C’est assez amusant de voir que le domaine du développement durable a fait naître une nouvelle aristocratie du savoir. Tout le monde se veut spécialiste et averti sur le sujet. Que les scientifiques, les vrais, peinent à expliquer les différents phénomènes, ne fait pas peur à ces nouveaux experts ! Bien sûr, s’affirmer passe par le dénigrement des compétences du voisin s’il vient à avoir un avis différent…
Jean de Bègles semble s’inscrire dans ce phénomène.
Nous sommes d’accord sur le constat et les besoins de changement dans les comportements afin de sauver l’environnement. Mais nous différons nettement dans les solutions. Je ne me suis jamais proclamé expert dans le domaine du réchauffement climatique. Malgré cela, il tient à être mon juge, alors qu’il fait preuve d’une grande naïveté avec sa taxe TACA avec redistribution.
En effet, en plus de la naïveté, cette proposition est marquée par les relents d’une idéologie archaïque. Vieux rêve d’un Etat tout puissant et nourricier sur fond anti-capitaliste.

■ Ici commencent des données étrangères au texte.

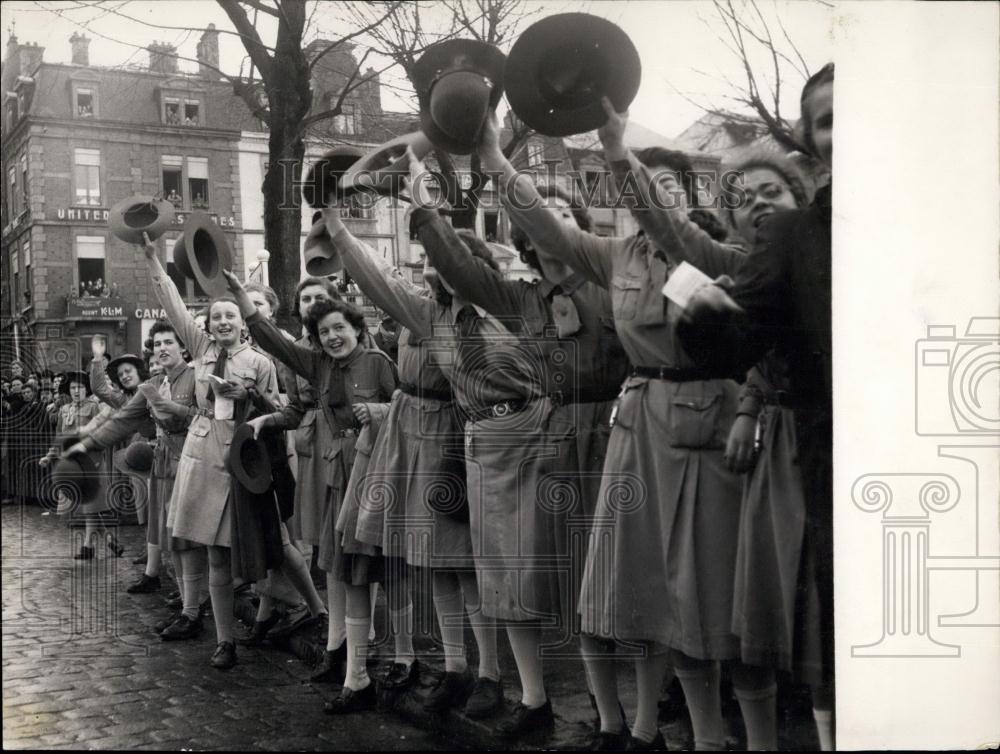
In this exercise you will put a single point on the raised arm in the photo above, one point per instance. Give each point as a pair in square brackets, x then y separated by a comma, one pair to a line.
[655, 208]
[100, 385]
[301, 359]
[400, 298]
[194, 338]
[588, 254]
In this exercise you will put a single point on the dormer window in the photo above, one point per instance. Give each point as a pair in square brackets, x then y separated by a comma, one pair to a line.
[84, 103]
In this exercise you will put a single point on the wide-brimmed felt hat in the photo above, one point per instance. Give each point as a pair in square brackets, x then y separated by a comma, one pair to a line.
[321, 257]
[203, 252]
[560, 68]
[132, 217]
[125, 358]
[323, 179]
[382, 169]
[75, 376]
[249, 460]
[137, 458]
[459, 82]
[75, 477]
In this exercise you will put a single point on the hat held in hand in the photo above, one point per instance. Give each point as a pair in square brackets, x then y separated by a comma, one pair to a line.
[322, 182]
[203, 252]
[459, 82]
[321, 257]
[560, 68]
[249, 460]
[132, 217]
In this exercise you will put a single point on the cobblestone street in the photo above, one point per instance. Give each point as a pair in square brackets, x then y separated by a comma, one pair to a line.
[82, 667]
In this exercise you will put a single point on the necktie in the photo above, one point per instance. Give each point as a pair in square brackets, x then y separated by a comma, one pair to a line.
[219, 370]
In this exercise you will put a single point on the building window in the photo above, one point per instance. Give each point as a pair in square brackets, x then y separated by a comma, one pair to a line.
[171, 173]
[27, 274]
[198, 182]
[90, 266]
[87, 176]
[24, 182]
[536, 154]
[84, 103]
[172, 111]
[347, 121]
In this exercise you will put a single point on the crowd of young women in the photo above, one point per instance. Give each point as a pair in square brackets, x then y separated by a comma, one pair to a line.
[564, 454]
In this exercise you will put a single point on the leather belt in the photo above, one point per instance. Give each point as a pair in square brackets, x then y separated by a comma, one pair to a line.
[560, 398]
[674, 374]
[496, 411]
[416, 391]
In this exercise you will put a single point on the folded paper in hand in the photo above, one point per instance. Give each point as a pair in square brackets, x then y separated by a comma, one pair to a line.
[683, 282]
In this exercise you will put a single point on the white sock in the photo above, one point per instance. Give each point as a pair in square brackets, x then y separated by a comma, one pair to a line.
[402, 633]
[824, 726]
[759, 717]
[451, 614]
[336, 601]
[152, 560]
[356, 677]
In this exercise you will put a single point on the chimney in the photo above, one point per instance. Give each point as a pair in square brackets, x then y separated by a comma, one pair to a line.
[79, 44]
[31, 57]
[162, 58]
[208, 53]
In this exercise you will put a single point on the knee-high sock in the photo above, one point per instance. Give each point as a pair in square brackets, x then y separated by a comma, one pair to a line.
[295, 570]
[152, 560]
[824, 727]
[648, 681]
[525, 641]
[220, 586]
[451, 620]
[357, 623]
[700, 681]
[599, 660]
[190, 567]
[484, 628]
[336, 602]
[756, 691]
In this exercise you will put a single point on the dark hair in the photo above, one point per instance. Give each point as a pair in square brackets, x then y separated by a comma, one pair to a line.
[478, 247]
[550, 191]
[659, 157]
[767, 160]
[163, 325]
[708, 222]
[269, 295]
[823, 76]
[325, 283]
[323, 308]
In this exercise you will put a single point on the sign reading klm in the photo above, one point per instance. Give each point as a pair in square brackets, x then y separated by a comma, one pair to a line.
[100, 215]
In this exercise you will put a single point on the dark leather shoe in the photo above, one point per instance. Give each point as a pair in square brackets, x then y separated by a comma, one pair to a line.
[349, 701]
[259, 631]
[450, 691]
[486, 699]
[604, 741]
[637, 744]
[524, 720]
[331, 667]
[224, 656]
[185, 628]
[145, 585]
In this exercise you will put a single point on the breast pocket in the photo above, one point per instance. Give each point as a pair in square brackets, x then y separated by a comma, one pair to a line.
[305, 435]
[694, 420]
[625, 296]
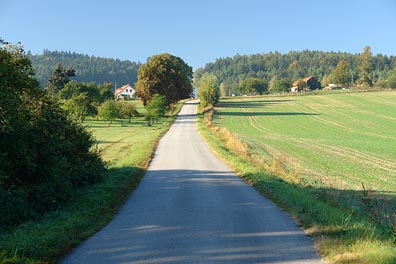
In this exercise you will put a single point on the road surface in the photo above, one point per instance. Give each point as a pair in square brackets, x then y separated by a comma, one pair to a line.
[191, 208]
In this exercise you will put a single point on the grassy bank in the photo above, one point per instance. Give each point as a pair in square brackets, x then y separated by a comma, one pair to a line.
[127, 147]
[293, 150]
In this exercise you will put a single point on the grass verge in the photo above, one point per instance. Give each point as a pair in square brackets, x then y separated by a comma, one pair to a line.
[128, 148]
[341, 234]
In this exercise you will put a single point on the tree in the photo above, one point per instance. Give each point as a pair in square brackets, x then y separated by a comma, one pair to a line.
[302, 85]
[59, 78]
[208, 90]
[391, 81]
[342, 73]
[366, 67]
[44, 156]
[155, 108]
[76, 106]
[295, 70]
[253, 86]
[166, 75]
[280, 86]
[109, 111]
[127, 110]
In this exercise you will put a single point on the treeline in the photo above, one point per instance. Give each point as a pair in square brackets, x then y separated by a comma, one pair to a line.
[88, 68]
[45, 155]
[289, 67]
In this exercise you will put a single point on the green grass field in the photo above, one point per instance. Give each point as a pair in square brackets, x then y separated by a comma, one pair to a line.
[127, 147]
[339, 140]
[332, 144]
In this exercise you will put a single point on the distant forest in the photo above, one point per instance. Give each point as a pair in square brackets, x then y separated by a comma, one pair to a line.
[294, 65]
[88, 68]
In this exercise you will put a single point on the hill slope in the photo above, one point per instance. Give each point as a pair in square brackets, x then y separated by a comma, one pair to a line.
[88, 68]
[292, 66]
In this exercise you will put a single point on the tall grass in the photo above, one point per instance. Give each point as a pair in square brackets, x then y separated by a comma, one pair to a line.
[127, 147]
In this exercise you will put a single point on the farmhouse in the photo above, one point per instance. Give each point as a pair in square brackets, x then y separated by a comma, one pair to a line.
[125, 92]
[311, 82]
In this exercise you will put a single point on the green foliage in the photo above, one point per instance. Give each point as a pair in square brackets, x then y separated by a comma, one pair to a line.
[342, 73]
[302, 85]
[155, 108]
[95, 94]
[76, 106]
[59, 78]
[366, 67]
[88, 68]
[44, 156]
[109, 111]
[127, 110]
[291, 66]
[208, 90]
[48, 239]
[253, 86]
[166, 75]
[279, 86]
[391, 82]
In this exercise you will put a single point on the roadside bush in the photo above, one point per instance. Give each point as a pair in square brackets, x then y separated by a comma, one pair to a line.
[155, 108]
[44, 156]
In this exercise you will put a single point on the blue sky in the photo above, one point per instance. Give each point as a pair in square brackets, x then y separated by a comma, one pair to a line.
[198, 31]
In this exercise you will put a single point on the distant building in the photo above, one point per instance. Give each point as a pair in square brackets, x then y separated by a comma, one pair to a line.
[311, 82]
[125, 92]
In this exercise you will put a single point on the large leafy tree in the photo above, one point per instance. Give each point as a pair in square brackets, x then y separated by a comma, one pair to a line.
[166, 75]
[208, 89]
[253, 86]
[342, 73]
[366, 67]
[109, 111]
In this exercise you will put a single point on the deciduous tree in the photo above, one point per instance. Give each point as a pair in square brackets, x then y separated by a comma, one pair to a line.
[253, 86]
[109, 111]
[342, 73]
[366, 67]
[208, 90]
[155, 108]
[166, 75]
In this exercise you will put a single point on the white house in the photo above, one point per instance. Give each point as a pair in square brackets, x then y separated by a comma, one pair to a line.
[125, 92]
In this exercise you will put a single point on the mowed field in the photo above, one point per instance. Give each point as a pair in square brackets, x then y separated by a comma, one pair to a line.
[336, 141]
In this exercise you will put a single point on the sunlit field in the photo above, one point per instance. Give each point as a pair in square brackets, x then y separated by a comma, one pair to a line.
[343, 142]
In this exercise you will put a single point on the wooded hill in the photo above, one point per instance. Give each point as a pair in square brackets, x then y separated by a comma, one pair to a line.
[88, 68]
[295, 65]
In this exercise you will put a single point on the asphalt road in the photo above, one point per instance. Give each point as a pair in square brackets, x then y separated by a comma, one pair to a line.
[190, 208]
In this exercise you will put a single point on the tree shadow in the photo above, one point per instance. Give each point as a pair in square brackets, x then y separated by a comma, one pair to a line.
[223, 113]
[185, 216]
[250, 103]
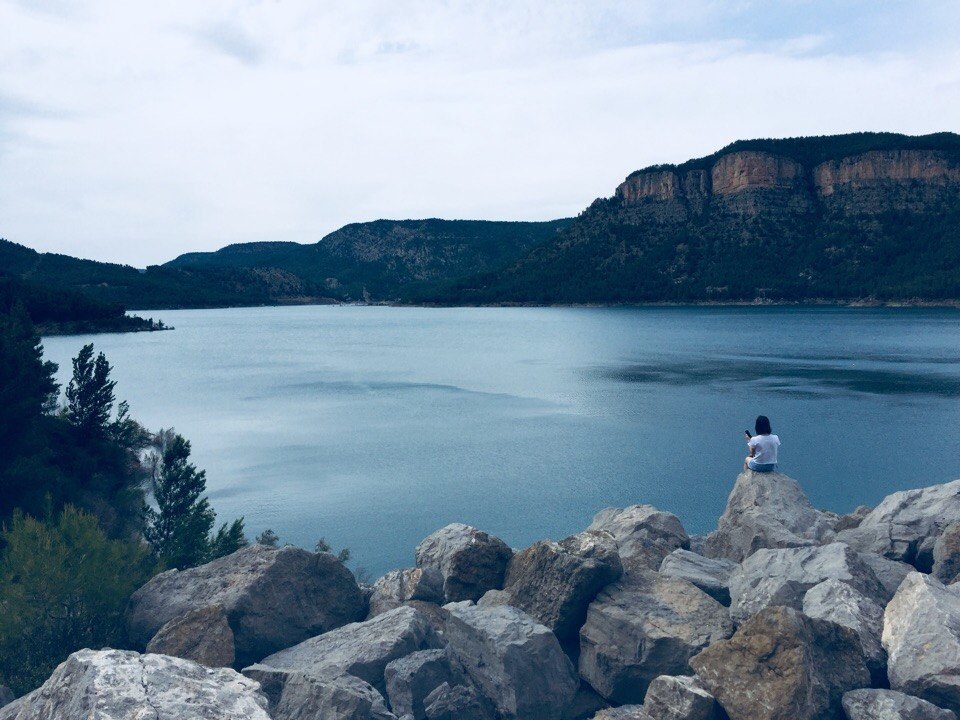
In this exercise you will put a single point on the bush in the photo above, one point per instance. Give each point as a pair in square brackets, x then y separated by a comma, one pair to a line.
[63, 586]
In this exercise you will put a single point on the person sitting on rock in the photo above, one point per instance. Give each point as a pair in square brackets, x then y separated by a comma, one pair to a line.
[763, 447]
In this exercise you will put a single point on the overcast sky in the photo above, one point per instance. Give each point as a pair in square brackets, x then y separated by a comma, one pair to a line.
[133, 131]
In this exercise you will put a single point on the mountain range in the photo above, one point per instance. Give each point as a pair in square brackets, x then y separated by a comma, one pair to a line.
[842, 218]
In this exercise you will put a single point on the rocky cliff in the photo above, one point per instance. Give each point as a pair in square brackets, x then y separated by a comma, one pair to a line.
[784, 612]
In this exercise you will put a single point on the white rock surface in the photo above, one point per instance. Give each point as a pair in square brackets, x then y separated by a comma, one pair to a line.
[124, 685]
[921, 634]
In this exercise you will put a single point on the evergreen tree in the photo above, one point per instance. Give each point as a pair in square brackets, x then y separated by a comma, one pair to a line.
[90, 393]
[179, 528]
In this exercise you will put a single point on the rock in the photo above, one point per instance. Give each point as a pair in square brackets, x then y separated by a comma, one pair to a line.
[334, 696]
[361, 649]
[401, 586]
[838, 602]
[412, 678]
[709, 574]
[203, 636]
[644, 535]
[470, 560]
[273, 598]
[946, 555]
[906, 524]
[492, 598]
[890, 573]
[458, 702]
[782, 577]
[766, 510]
[921, 634]
[782, 665]
[554, 584]
[890, 705]
[679, 697]
[119, 684]
[512, 660]
[644, 626]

C’est une tendance que j’avais déjà sentie en débattant avec Martine Alkorta (co-fondatrice de TACA) un soir à l’Utopia pendant la campagne européenne.
A lire sur son blog (http://taca.asso-web.com/34+avec-redistribution.html) : les sommes qu’il souhaite prélever sur les citoyens sont hallucinantes (1000 euros de moyenne par personne et jusqu’à 10 000 euros pour une famille de 3 personnes) !
Je ne sais pas si les « bobos » béglais ont de tels moyens mais l’immense majorité des Français, sûrement pas !
De même, son système de redistribution n’a aucun intérêt (autant ne pas prélever ce qu’il redistribue par la suite) et engendrera des coûts de fonctionnement pour les services de l’Etat qui, à eux seuls, entameront fortement les sommes restantes.
Pour ma part, dans mon article : http://www.adrien-debever.com/index.php/lautre-taxe-carbone-la-benefique/ , je propose d’agir et de taxer en amont du consommateur, au niveau des producteurs et des distributeurs (là où se font les marges). Si les consommateurs doivent évoluer dans leurs habitudes, cela sera bien plus efficace à travers des mesures incitatives, plutôt que par la sanction injuste et générale de la pression fiscale.
Enfin, l’échelon de ces mesures doit être l’Europe. C’est le seul moyen d’échapper à une nouvelle forme de concurrence déloyale et d’avoir un réel impact sur l’environnement.
Je ne doute pas que les élus d’Europe Ecologie (dont Martine Alkorta était co-listière) sauront porter ce type d’ambition au niveau européen…
PS : N’ayez aucune crainte sur l’engagement du MoDem dans les problématiques du développement durable, c’est un pilier fondateur de notre mouvement (et oui l’écologie n’est pas forcément verte, elle peut aussi être orange !).